C’est une chose quand la critique vient des adversaires politiques. C’en est une autre lorsque les réserves proviennent de spécialistes à l’extérieur de l’arène politique. 

«La maternelle 4 ans pour tous. Une mauvaise affaire pour tous». C’est le titre d’une lettre publiée mardi dans La Presse et signée par Nathalie Bigras, directrice de l’équipe de recherche qualité des contextes éducatifs de la petite enfance de l’UQAM, et neuf autres professeurs du réseau de l’Université du Québec, de l’Université Laval et de l’Université de Montréal.

Que soutiennent les auteurs? Que la formation politique et son chef tiennent peu compte des grandes tendances dans la littérature scientifique. Selon eux, «la majorité des études européennes et nord-américaines arrivent à la conclusion que les enfants plus jeunes à leur arrivée dans le réseau scolaire éprouvent davantage de difficultés que les plus âgés au moins durant les premières années du primaire». 

Ce n’est pas la première fois que la CAQ manifeste peu d’intérêt pour la science.

Les députés Éric Caire et Geneviève Guilbault défendent des modèles de services de garde même si ceux-ci sont jugés de moindre qualité par des chercheurs. 

Les professeurs font également référence aux modèles souvent cités en éducation, ceux de la Finlande et de l’Ontario. Ils notent que «l’école finlandaise, une des plus performantes du monde, favorise davantage l’apprentissage par le jeu jusqu’à 6 ans plutôt qu’une scolarisation précoce».

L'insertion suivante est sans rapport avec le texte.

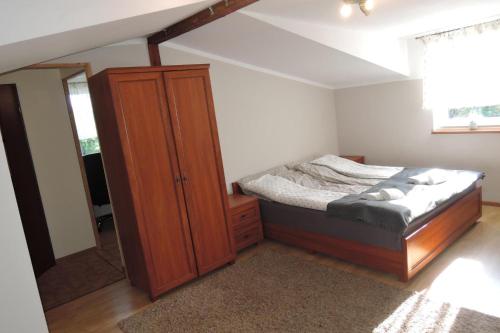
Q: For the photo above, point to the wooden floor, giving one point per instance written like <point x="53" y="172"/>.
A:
<point x="467" y="274"/>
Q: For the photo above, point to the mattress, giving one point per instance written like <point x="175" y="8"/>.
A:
<point x="316" y="221"/>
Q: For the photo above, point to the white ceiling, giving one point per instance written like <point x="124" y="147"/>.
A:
<point x="304" y="39"/>
<point x="251" y="41"/>
<point x="37" y="31"/>
<point x="400" y="18"/>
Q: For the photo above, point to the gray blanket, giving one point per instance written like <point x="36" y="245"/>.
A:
<point x="396" y="215"/>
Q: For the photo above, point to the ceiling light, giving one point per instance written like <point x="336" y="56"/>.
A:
<point x="346" y="10"/>
<point x="366" y="6"/>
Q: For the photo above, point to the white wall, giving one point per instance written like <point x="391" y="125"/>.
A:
<point x="386" y="123"/>
<point x="20" y="307"/>
<point x="263" y="120"/>
<point x="55" y="158"/>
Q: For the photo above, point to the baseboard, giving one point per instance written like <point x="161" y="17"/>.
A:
<point x="76" y="254"/>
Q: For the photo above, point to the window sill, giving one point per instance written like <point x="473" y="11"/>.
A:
<point x="466" y="130"/>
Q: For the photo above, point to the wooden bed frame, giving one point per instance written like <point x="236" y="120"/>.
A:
<point x="417" y="249"/>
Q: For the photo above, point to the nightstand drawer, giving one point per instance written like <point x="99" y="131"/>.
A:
<point x="245" y="216"/>
<point x="248" y="236"/>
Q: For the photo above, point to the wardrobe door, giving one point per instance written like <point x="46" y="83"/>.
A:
<point x="191" y="109"/>
<point x="149" y="152"/>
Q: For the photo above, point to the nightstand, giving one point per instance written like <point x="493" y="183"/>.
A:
<point x="245" y="216"/>
<point x="355" y="158"/>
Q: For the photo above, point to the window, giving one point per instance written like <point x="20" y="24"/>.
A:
<point x="83" y="114"/>
<point x="461" y="78"/>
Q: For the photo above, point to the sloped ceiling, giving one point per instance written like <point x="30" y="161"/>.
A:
<point x="37" y="31"/>
<point x="304" y="39"/>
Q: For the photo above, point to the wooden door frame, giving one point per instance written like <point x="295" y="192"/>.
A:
<point x="85" y="67"/>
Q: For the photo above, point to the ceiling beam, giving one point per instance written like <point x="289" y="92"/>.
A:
<point x="210" y="14"/>
<point x="154" y="54"/>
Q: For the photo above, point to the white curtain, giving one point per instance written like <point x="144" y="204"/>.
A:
<point x="462" y="68"/>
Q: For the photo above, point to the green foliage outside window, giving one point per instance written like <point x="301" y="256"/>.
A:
<point x="90" y="146"/>
<point x="481" y="111"/>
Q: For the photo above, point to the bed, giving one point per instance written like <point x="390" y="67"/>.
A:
<point x="402" y="253"/>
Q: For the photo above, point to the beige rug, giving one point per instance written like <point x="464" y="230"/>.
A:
<point x="75" y="276"/>
<point x="274" y="292"/>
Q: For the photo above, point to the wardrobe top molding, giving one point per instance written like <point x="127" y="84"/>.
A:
<point x="144" y="69"/>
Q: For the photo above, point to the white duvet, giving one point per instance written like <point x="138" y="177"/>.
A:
<point x="352" y="169"/>
<point x="281" y="190"/>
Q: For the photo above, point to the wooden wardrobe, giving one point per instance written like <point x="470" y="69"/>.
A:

À propos de l’Ontario, ils soulignent que la réforme menée chez notre voisin ne se résume pas à la maternelle 4 ans à temps plein. Il faudrait donc éviter d’y attribuer les progrès réalisés ces dernières années. 

Ils s’interrogent aussi sur les coûts que devront assumer la société et les parents, de même que sur la réorganisation que nécessitera d’envoyer un enfant à l’école plutôt qu’au CPE. «Les CPE sont ouverts 261 jours par année jusqu’à 18h. L’école : 182 jours jusqu’à 15h».

Les signataires rappellent de plus que l’Ontario ne possède pas de services éducatifs à la petite enfance de qualité, comme les CPE. Une remarque déjà formulée au Journal de Montréal par l’ex-première ministre ontarienne Kathleen Wynne. 

Tous s’endentent sur la nécessité d’agir tôt. Mais au lieu de tout miser sur la maternelle parce qu’une fraction des 82 000 enfants de 4 ans vont dans un CPE, un gouvernement caquiste devrait d’abord se soucier de bonifier tous les services de garde. 

La CAQ prévoit certes un programme de dépistage précoce des troubles d’apprentissage pour les 0 à 5 ans. Très bien. Mais il faut aussi compter sur du personnel qualifié dans les services de garde pour les repérer et les diriger vers les équipes spécialisées d’évaluation et d’intervention dans le réseau de la santé.

Difficile de croire qu’en quelques minutes, l’infirmière responsable de la vaccination et le médecin de famille dépisteront tout.